Sonniger Nachmittag. – Melchior und Wendla begegnen einander im Wald.

Melchior Bist du's wirklich, Wendla? – Was tust denn du so allein hier oben? – Seit drei Stunden durchstreife ich den Wald die Kreuz und Quer, ohne daß mir eine Seele begegnet, und nun plötzlich trittst du mir aus dem dichtesten Dickicht entgegen!

Wendla Ja, ich bin's.

Melchior Wenn ich dich nicht als Wendla Bergmann kennte, ich hielte dich für eine Dryade, die aus den Zweigen gefallen.

Wendla Nein, nein, ich bin Wendla Bergmann. – Wo kommst denn du her?

Melchior Ich gehe meinen Gedanken nach.

Wendla Ich suchte Waldmeister. Mama will Maitrank bereiten. Anfangs wollte sie selbst mitgehen, aber im letzten Augenblick kam Tante Bauer noch, und die steigt nicht gern. – So bin ich denn allein herauf gekommen.

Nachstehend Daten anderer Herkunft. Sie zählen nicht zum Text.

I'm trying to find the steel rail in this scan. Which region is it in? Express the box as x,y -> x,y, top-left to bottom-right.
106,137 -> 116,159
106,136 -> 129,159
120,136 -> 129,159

Melchior Hast du deinen Waldmeister schon?

Wendla Den ganzen Korb voll. Drüben unter den Buchen steht er dicht wie Mattenklee. – Jetzt sehe ich mich nämlich nach einem Ausweg um. Ich scheine mich verirrt zu haben. Kannst du mir vielleicht sagen, wieviel Uhr es ist?

Melchior Eben halb vier vorbei. – Wann erwartet man dich?

Wendla Ich glaubte, es wäre später. Ich lag eine ganze Weile am Goldbach im Moose und habe geträumt. Die Zeit verging mir so rasch; ich fürchtete, es wolle schon Abend werden.

Melchior Wenn man dich noch nicht erwartet, dann laß uns hier noch ein wenig lagern. Unter der Eiche dort ist mein Lieblingsplätzchen. Wenn man den Kopf an den Stamm zurücklehnt und durch die Äste in den Himmel starrt, wird man hypnotisiert. Der Boden ist noch warm von der Morgensonne. – Schon seit Wochen wollte ich dich etwas fragen, Wendla.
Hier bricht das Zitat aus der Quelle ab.